The problem is, none of the Pro Formas I have created over the years included a line item for Building Fires. Thanks to the tenant I mentioned in my last post, several thousand dollars of projected net earnings were wiped out in the flick of a lighter.
I am going to go out on a limb here and make a blanket statement about our industry. No one has ever made a Pro Forma with a line item for Pigeon Abatement. As it turns out, it cost $2,000 but thats a tale for another day.
Ok, ok, these are rare events, and most people may never encounter them, but when you own a lot of rental units, for a decent amount of time, SHIT HAPPENS. Random shit, no less. Random, expensive, shit.
More specific to the problem at hand, is a small item I included in my description of what a Pro Forma is...

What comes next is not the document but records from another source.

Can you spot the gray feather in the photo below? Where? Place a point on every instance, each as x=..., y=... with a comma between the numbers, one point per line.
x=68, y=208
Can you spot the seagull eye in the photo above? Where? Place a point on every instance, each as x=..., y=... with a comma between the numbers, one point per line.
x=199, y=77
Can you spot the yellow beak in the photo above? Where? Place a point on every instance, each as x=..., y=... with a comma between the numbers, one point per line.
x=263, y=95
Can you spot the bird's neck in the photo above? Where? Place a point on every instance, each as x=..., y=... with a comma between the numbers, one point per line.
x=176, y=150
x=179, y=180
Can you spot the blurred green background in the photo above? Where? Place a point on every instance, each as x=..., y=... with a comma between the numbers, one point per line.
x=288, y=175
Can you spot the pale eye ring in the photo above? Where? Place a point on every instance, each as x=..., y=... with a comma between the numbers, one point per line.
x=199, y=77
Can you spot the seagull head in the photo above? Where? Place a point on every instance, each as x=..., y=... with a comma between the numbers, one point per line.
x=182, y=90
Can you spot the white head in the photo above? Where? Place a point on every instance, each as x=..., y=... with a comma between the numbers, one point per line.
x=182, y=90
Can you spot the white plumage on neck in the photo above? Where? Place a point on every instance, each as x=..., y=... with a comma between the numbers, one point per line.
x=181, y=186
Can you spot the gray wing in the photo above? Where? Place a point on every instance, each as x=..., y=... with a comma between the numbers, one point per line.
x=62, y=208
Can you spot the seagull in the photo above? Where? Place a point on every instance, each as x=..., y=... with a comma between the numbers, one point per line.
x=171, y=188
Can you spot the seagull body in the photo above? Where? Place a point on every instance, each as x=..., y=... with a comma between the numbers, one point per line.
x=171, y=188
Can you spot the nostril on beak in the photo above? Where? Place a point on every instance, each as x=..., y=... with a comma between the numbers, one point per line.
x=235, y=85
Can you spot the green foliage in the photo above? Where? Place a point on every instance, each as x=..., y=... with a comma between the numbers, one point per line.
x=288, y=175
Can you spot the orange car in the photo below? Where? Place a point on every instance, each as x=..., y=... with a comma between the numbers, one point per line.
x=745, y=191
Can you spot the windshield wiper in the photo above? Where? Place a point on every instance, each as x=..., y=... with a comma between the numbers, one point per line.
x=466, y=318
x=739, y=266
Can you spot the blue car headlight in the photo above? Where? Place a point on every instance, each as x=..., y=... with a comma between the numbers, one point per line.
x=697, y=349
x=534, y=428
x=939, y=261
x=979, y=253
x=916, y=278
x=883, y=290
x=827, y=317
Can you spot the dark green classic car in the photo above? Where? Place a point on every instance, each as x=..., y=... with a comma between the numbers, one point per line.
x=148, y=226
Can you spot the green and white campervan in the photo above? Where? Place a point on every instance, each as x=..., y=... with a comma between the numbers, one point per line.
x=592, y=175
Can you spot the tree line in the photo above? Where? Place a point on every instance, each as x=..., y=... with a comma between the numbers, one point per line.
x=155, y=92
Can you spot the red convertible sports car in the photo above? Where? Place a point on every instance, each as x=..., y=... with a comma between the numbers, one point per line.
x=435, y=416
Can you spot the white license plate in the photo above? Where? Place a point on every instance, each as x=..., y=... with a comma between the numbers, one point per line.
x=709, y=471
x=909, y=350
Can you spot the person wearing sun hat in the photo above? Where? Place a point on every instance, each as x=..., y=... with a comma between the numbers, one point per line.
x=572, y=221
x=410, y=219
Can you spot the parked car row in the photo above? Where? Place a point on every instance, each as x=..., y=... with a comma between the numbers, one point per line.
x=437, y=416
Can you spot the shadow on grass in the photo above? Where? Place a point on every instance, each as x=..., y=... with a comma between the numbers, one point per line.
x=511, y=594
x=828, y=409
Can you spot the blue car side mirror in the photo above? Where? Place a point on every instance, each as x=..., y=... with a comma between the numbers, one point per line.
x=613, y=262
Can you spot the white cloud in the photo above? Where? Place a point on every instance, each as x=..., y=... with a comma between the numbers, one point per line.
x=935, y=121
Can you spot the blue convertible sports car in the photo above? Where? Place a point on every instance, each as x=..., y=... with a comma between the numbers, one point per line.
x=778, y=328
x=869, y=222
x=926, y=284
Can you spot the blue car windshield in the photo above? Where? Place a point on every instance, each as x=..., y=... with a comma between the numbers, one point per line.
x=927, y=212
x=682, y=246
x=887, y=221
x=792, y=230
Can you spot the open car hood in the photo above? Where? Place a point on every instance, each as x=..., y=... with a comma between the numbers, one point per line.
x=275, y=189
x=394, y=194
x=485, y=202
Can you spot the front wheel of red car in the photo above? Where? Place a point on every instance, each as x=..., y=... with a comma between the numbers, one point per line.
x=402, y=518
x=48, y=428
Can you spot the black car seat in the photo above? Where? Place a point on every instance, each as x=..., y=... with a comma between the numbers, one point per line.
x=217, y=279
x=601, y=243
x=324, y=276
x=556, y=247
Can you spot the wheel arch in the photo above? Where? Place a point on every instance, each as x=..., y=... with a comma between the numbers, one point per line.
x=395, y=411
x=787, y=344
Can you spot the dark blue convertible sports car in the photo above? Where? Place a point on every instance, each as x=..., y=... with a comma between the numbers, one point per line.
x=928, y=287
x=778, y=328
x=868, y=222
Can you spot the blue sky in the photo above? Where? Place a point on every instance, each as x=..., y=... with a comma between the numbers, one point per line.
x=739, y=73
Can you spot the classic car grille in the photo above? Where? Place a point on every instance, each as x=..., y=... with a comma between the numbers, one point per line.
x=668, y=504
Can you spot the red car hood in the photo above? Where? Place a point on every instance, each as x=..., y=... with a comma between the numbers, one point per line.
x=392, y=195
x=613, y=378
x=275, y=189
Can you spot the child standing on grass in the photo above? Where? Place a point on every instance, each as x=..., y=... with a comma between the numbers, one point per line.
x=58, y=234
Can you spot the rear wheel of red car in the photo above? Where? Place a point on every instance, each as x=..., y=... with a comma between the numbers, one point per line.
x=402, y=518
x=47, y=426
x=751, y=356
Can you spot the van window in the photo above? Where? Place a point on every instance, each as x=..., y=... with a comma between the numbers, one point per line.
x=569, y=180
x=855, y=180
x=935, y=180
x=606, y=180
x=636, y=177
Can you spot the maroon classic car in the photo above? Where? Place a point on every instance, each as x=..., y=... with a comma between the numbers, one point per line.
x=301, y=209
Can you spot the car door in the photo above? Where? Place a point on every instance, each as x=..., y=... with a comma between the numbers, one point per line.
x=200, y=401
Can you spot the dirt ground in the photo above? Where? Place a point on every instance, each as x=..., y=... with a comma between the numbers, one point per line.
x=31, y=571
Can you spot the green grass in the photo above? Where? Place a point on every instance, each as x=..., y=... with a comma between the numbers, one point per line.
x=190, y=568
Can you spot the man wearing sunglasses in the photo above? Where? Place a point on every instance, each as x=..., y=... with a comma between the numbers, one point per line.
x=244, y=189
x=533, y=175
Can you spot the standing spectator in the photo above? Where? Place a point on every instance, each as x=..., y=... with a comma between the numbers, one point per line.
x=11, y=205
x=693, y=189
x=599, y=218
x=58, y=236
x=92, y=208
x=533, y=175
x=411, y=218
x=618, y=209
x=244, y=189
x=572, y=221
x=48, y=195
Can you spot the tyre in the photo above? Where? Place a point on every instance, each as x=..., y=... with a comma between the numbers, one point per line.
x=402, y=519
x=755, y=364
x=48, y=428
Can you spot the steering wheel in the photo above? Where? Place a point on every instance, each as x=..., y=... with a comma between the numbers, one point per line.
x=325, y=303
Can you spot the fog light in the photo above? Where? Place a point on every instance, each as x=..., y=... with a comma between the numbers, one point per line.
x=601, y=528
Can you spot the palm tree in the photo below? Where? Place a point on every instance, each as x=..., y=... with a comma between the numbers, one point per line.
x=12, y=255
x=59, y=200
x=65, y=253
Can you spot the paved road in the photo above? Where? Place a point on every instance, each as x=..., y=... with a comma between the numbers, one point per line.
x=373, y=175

apply a set of standard adjustments for factors such as maintenance and vacancy.We used 5% for each. Let me interject that my partners and I are not second rate morons with a poorly thought out game plan. All told, there are six of us involved to varying degrees, and each is successful in their own right. My background was as a Financial Advisor before I left that world to focus full time on this one. Another partner retired from the financial sector after fourty years as a successful individual focused on Risk Management. The last I will mention in the context of this story, is the Accountant.
Thats right folks, when we make a Pro Forma we have the Financial Advisor, the Risk Manager and the Accountant all review the numbers, projections and the relevant documentation for accuracy and in the end, we buy on Cash Flow.
I am getting off-track. 5%. First of all, 5% vacancy is a pipe dream when the economy falls apart. Moreover, vacancy factors do not account for units that are occupied, but for which you are receiving no rent. Did you know that by law, you must continue to provide utilities for units that have it included in their rent, even if they aren't paying you a dime?
I am pleased to report that as of this moment, we have 100% occupancy with 100% compliance on rent payment. This is however, an anomaly. Last year we experienced a combined vacancy and non-compliance rate of worse than 25%.
If we had bought on any other factor besides Cash Flow, we would have been sunk. Market Values crashed, rents and available (qualified) tenants dried up, and the prospect of selling anything regardless of profit or loss declined to almost nil.
In the end, the Pro Formas were naive, and inaccurate. But the Cardinal Rule, the unconditional Rule Number One was sound, and life (and profitability) go on.